Is atom vibration (not speed) correlated with temperature? As far as I know every atom vibrates / oscillates / I don't know what it's called in English with a frequency, specific for its element. I don't mean the velocity of the atom, which defines temperature. Although, honestly the two might be related in a way I don't know.
For example, I know that the proof that time is a real physical dimension and not just something people made up with clocks is that you take an atomic clock at sea level and one on a high mountain and one will run behind.
I know atomic clocks don't measure time by the atoms' vibration but by a more complicated mechanism but I just thought that the other mechanism might be affected by the difference in temperature (which I am sure they account for, if needed) but still, I thought to myself if you just measure the rate of oscillation / vibration then that shouldn't be affected by temperature and then realised I am not sure about that.
tl,dr:

*

*Is the vibration / oscillation of an atom with a frequency, strictly specific to that element, different from the atom's velocity?

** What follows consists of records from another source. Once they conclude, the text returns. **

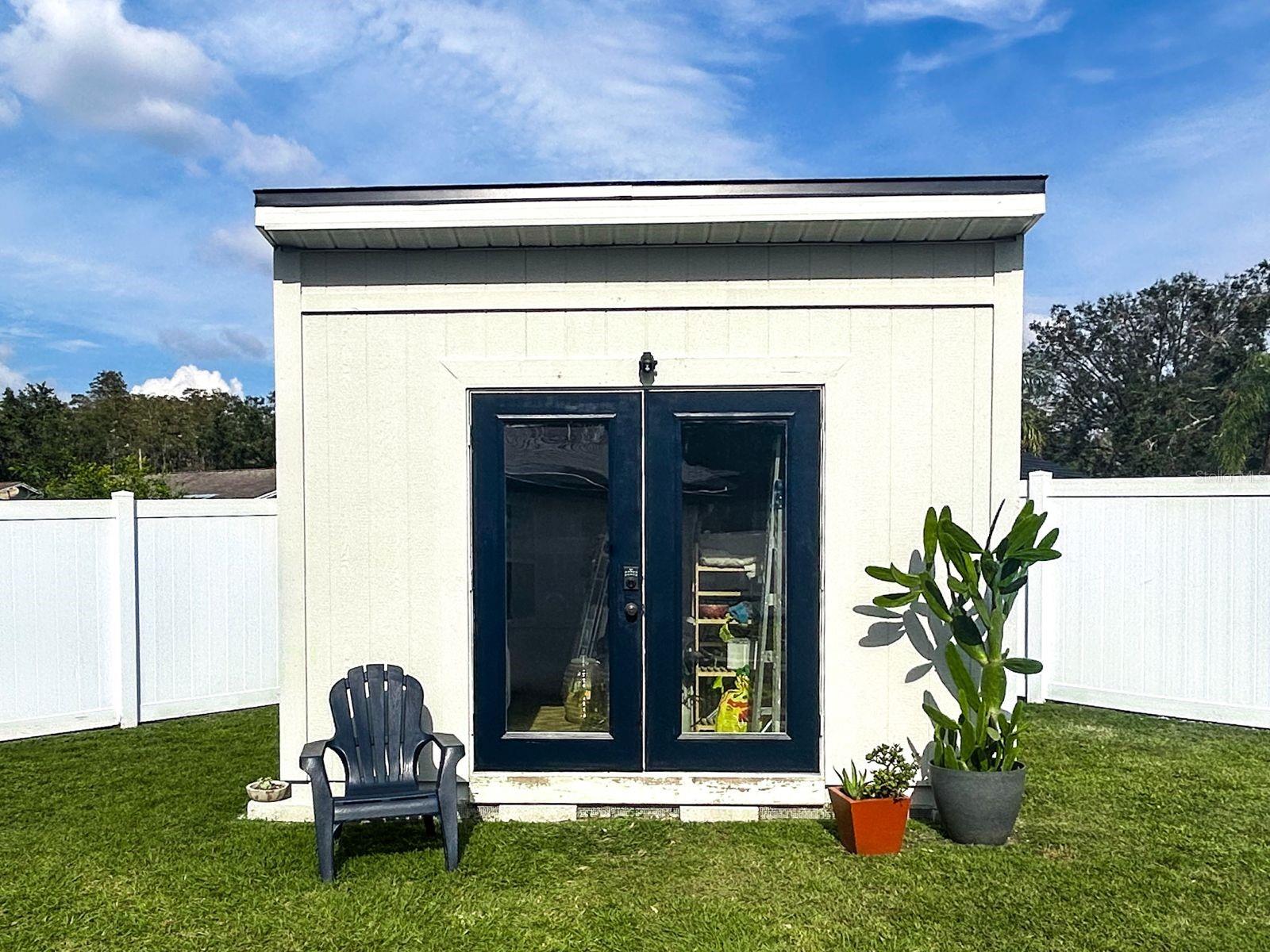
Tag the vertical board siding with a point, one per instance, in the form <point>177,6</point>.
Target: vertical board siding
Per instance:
<point>387,573</point>
<point>205,597</point>
<point>1161,602</point>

*Is said vibration / oscillation not affected by temperature? Difficult question to formulate, as it's more than atoms define temperature than the other way around.

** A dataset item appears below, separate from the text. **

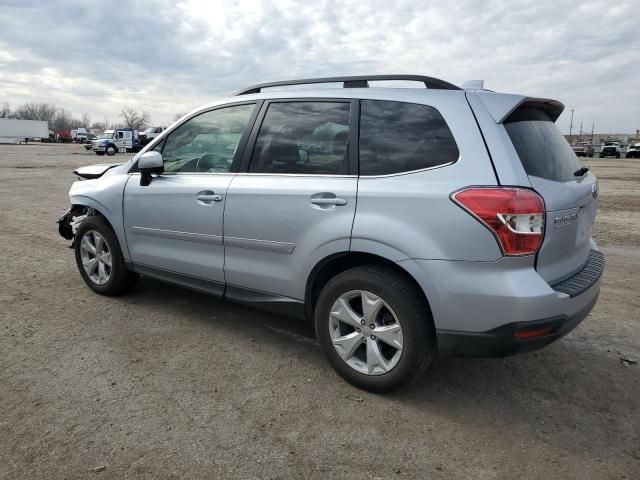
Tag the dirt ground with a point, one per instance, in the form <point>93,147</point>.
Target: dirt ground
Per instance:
<point>167,383</point>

 A: Atoms do not have vibrational degrees of freedom, but rather the electronic excitations. On the other hand, molecules (which consist of multiple atoms) do have vibrational and rotational degrees of freedom. As the question seems to be motivated by statistical physics, I will further make the remarks only about the latter.
The question (implicitly) refers to the equipartition theorem, which tells us that energy per degree of freedom in a gas is approximately $$\frac{k_B T}{2}$$ It is clear, according to the OP, how this is applied to the translational degrees of freedom, i.e., the velocities of the molecular center-of-mass. It is probably also clear how this applies to the molecular rotations, since these can be characterized by velocities. When it comes to oscillations of atoms in respect to each other, each degree of freedom can be modeled as a harmonic oscillator with energy:
$$
E=\frac{mv^2}{2}+\frac{m\omega^2x^2}{2},
$$
where $x$ and $v$ refer to the relative displacement of the two parts of the molecule. It is the energy of such oscillation that is given by $k_BT$. As the amplitude of the oscillations is related to their energy, one could equally express the equipartition in terms of the oscillator velocity at its minimum (at $x=0$) where we have:
$$
E=  \frac{mv^2}{2}=\frac{k_B T}{2}.
$$
Remarks:

*

*Rotational and vibrational degrees of freedom is the reason why the heat capacity of molecular gases is higher than that of monoatomic gases, see here and here.

*When treated quantum mechanically, the vibrational degrees of freedom of molecules usually have high excitation energy and are not involved at low temperatures. Thus, depending on temperature, the number of degrees of freedom that need to be taken into account changes, and the heat capacity of a molecular gas changes with temperature as well!